Opening new doors
- By David Rapp
- Jun 15, 2009
Be nimble. Be quick. Be flexible, adaptable, teachable, adroit. In other words, you must be prepared for change because things change.
These are watchwords for any successful business today, especially when it comes to making strategic decisions that involve information technology — and what strategic decisions today don’t? The operational realities when you start a project can, and probably will, be very different from those that will apply when it is ready for launch.

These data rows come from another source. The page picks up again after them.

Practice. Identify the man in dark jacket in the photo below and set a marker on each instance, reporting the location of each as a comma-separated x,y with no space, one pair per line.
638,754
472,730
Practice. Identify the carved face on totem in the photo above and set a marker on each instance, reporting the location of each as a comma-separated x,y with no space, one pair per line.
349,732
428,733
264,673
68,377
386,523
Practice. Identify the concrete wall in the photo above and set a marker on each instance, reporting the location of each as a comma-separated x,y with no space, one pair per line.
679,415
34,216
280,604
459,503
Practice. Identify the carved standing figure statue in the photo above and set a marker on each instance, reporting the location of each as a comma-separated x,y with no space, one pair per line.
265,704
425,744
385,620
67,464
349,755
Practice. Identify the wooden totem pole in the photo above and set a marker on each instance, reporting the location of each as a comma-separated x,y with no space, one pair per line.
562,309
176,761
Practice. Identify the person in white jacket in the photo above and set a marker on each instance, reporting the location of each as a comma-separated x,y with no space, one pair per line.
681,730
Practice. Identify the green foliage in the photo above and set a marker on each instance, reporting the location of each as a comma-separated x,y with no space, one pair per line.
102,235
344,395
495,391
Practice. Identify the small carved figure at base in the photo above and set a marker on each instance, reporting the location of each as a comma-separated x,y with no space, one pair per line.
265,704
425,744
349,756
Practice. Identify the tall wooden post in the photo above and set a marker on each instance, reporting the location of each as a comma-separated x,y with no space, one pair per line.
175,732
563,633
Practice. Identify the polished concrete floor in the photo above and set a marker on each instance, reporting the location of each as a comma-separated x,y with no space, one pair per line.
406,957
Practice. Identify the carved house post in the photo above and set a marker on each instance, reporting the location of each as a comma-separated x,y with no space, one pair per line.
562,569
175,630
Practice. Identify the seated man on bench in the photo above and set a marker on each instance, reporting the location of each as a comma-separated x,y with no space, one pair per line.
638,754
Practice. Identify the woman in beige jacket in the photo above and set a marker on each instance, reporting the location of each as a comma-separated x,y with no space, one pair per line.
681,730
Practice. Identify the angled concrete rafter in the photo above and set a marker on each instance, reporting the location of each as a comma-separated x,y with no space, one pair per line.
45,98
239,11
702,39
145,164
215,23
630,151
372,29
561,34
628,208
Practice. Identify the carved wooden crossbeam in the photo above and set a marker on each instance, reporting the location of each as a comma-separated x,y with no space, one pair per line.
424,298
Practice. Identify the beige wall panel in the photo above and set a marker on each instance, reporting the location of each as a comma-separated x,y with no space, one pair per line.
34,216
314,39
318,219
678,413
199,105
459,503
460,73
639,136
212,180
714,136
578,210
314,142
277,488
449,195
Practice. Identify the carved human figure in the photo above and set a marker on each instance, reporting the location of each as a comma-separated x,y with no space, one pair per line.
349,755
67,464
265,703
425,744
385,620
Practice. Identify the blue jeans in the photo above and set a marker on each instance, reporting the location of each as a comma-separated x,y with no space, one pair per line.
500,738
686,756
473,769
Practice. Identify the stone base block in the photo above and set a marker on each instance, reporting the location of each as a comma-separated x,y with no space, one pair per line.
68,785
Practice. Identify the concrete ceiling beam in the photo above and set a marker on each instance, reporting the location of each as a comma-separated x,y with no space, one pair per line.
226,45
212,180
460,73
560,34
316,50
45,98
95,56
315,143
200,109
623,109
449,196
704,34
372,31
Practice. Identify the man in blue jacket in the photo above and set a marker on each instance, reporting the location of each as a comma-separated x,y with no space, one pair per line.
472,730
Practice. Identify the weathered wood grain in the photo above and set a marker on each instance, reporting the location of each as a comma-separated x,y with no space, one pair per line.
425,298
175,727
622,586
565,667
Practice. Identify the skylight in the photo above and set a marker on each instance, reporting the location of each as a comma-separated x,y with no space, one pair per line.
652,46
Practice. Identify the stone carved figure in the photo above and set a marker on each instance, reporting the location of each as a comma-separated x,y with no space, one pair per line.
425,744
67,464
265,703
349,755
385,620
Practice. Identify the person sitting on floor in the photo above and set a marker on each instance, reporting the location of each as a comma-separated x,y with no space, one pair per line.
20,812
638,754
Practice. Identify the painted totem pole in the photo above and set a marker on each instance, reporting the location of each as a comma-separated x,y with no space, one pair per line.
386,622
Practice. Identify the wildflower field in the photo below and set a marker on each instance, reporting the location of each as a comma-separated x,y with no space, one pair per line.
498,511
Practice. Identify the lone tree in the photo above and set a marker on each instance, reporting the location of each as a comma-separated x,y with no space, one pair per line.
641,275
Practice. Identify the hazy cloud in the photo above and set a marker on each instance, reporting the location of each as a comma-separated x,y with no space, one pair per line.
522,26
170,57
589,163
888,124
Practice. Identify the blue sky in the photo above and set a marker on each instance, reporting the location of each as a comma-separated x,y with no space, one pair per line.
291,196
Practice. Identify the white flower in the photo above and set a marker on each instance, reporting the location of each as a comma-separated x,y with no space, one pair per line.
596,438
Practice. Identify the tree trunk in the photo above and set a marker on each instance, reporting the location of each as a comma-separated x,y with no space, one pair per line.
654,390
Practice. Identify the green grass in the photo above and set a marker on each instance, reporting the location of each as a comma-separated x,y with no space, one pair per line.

Barack Obama and his high-tech evangelists — chief information officer Vivek Kundra and chief technology officer Aneesh Chopra — are now trying to sell that nimbleness idea to government agencies. Good luck with that, Jack, you’re probably saying. Government processes — from policy prescriptions to contracting procedures — are so entrenched in the old, by-the-book ways of doing business that agencies will never be able to invent a new candlestick, much less jump over one.
Their motto might as well be, “There’s a reason we can’t do that (and I’ll think of it in a minute).”
But Kundra and Chopra want to turn this bureaucratic mind-set on its head. They are touting a number of new forces that have emerged from the entrepreneurial world, have gradually crept into mainstream business applications and are now knocking on government’s door: Web 2.0, open-source software, social networking, mobile and ubiquitous computing, blogging, cloud computing, virtualization.
In this week’s cover story, contributing writer Brian Robinson examines the open-source movement and its growing, if still somewhat grudging, acceptance in the government space. If nothing else, his reporting shows that the government mind-set cannot be stereotyped as one, monolithic ogre of passive resistance. In fact, a number of agencies – defense and intelligence units tops among them – are fully embracing the open-source model for the very reason that less enlightened technology managers cite as its drawback: enhanced security.
The phenomenon that makes open source applicable to better security – more eyes on software’s inner workings reveal vulnerabilities that evil-doers will surely find eventually – gets further inspection from columnist Mark Drapeau. He argues that information sharing has become a top priority for national security operations to perform effectively. It’s as much a cultural shift as a technology shift.
No one says this will be easy – or simple. As staff writer Ben Bain reports in his story on sensitive but unclassified information, making mission-critical security information available to those who need it, at whatever level of government they operate, requires a delicate and complicated balance of access and control. Here again, though, emerging technologies offer part of the solution, which means that everyone in the chain of command simply has to remain open to the possibilities.
David Rapp is editor-in-chief of Federal Computer Week and VP of content for 1105 Government Information Group.